Korea’s effort to promote culture as a business originated from government policies promoting the domestic cultural and tourism industries. Under the pressure of the 1997 IMF-driven financial crisis, the government shifted to radical adoption of neoliberal economic policies and to privileging the information and culture industries over labor-intensive heavy industries. Since that time, culture in Korea has been widely regarded both as a key dimension of economic globalization and as a creative industry for earning foreign dollars and creating a new job market. Under the administrations of Daejung Kim (1998 –2003) and of Moo-hyun Noh (2003 –the present), policy plans for the cultural or creative sector have been predominantly driven by reducing cultural products to pure commodities.

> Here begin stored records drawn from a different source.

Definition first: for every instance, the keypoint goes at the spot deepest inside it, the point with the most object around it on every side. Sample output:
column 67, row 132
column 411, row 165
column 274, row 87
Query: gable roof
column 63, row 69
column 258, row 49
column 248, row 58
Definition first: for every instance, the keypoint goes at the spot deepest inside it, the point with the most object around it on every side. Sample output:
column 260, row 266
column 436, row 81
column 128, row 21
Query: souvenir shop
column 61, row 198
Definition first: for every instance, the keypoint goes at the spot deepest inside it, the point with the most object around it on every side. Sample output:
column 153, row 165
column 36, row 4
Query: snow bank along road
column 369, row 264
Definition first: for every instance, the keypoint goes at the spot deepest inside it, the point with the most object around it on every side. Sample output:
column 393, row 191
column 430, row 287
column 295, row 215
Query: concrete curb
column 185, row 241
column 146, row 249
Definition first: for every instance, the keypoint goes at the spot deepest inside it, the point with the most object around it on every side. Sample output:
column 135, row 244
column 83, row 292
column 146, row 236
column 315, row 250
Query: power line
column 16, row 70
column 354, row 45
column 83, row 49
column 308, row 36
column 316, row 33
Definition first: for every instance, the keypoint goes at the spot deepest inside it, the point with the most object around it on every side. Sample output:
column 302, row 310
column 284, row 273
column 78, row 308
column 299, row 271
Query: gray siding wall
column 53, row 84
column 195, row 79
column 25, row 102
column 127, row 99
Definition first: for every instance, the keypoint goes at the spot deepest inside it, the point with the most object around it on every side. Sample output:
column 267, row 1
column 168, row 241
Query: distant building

This has been addressed by encouraging foreign exports of Korean music, television, and film, promoting Korean entertainers in the Asian entertainment market, and establishing international trade fairs or film and leisure/sports festivals in major cities designated as international culture or tourism sites. The neo-liberal yet interventionist cultural policies initiated by the Ministry of Culture and Tourism plan to place Korean culture in the first tier of the pan-Asian cultural/ creative industries, along with promoting the rapid incorporation of national and local development into the global economic system. Ironically, however, as of August 2006, Korea paid almost twice the amount of royalties to the Hollywood empire as it earned in entertainment dollars from Asian regions. The “Korean wave” thus signifies the Korean culture industry’s ambiguous position vis-à-vis the global Hollywood system.
References:
- Ang, I. (1996). Living room wars: Rethinking media audiences for a postmodern world. London: Routledge.
- Dator, J., & Seo, Y.-S. (2004). Korea as the wave of a future: The emerging dream society of icons and aesthetic experience. Journal of Future Studies, 9(1), 31– 44.
- Kim, Y.-N. (2007). The rising East Asian “wave.” In D. K. Thussu (ed.), Media on the move: Global flow and contra-flow. London: Routledge, pp. 135 –152.
- Koh, J.-M., Lee, A.-J., & Kang, S.-K. (2005). A plan for the sustainable “Korean wave” [in Korean], issue paper 7, Samsung Economic Research Institute.
- Ministry of Culture and Tourism (2005). C-Korea 2010 [in Korean]. Seoul: Ministry of Culture and Tourism.
- Sinclair, J. (1999). Latin American television: A global view. Oxford: Oxford University Press.
- Straubhaar, J. (1991). Beyond media imperialism: Asymmetrical interdependence and cultural proximity. Critical Studies in Mass Communication, 8, 39 –59.
- Visser, D. (2002). Korea fever is sweeping the pop culture scene in Asia. AP Breaking News, 3 February.